Political analyst Jennifer Duffy of the Cook Political Report calls Klobuchar a centrist. But Duffy said Klobuchar is not likely to make herself the deciding vote on high profile bills anytime soon.
“I think that in this current political environment, you probably don’t want to be the person who seals the deal on these controversial issues because it sort of makes you a target whether you have voted with the majority of your constituents or not,” Duffy said.
Klobuchar has largely voted with the Democratic leadership in the past five years, casting votes in favor of the Dodd-Frank financial overhaul bill to impose limits on the financial industry; ending the military’s Don’t Ask, Don’t Tell policy that effectively required gays and lesbians to hide their sexuality; the federal health care overhaul; and the federal stimulus bill.
But even those with a history of backing Republicans have been drawn to Klobuchar.
Marilyn Carlson Nelson, chairman of the Carlson Companies, the Minnetonka-based travel conglomerate, did not give money to Klobuchar’s 2006 campaign. Instead, she contributed to Klobuchar’s Republican opponent.
These days, Nelson said she’s an enthusiastic supporter of Klobuchar, in part because of the senator’s work on promoting foreign tourism to Minnesota and the United States.

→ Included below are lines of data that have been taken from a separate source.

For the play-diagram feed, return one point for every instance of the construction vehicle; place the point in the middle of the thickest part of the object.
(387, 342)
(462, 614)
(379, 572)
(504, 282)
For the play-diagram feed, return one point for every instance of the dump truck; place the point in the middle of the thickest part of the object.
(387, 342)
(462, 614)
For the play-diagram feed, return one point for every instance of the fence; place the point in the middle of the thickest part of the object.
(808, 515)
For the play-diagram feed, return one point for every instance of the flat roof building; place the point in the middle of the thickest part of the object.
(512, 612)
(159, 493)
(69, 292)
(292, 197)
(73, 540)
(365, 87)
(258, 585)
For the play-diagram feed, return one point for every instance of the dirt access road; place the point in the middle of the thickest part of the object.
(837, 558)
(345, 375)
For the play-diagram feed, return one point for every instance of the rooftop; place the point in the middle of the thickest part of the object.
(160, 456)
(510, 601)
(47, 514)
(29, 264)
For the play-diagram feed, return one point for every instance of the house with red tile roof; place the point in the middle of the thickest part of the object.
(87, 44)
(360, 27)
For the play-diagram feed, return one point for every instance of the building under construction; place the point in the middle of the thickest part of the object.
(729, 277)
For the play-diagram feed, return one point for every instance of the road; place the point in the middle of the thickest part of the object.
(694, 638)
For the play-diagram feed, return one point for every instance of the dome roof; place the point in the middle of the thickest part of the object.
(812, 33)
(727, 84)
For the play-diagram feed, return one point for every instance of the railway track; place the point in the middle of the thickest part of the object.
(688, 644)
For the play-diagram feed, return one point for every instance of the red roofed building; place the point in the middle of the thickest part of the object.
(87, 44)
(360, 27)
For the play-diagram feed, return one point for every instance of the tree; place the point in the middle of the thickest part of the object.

“Amy immediately understood that this industry was not only a key but could be an essential piece to the recovery,” Nelson said.
Klobuchar also has won friends by championing the medical device industry, which employs about 30,000 people in the state.
Bill George, former chairman and CEO of Medtronic, said Klobuchar has been a very effective senator who is attentive to the needs of the state’s business community.
George, who calls himself a political independent who has supported candidates from the two major parties, said if Klobuchar is re-elected it will be a boost for the state in part because Minnesota hasn’t had a two-term senator since Wellstone died in 2002.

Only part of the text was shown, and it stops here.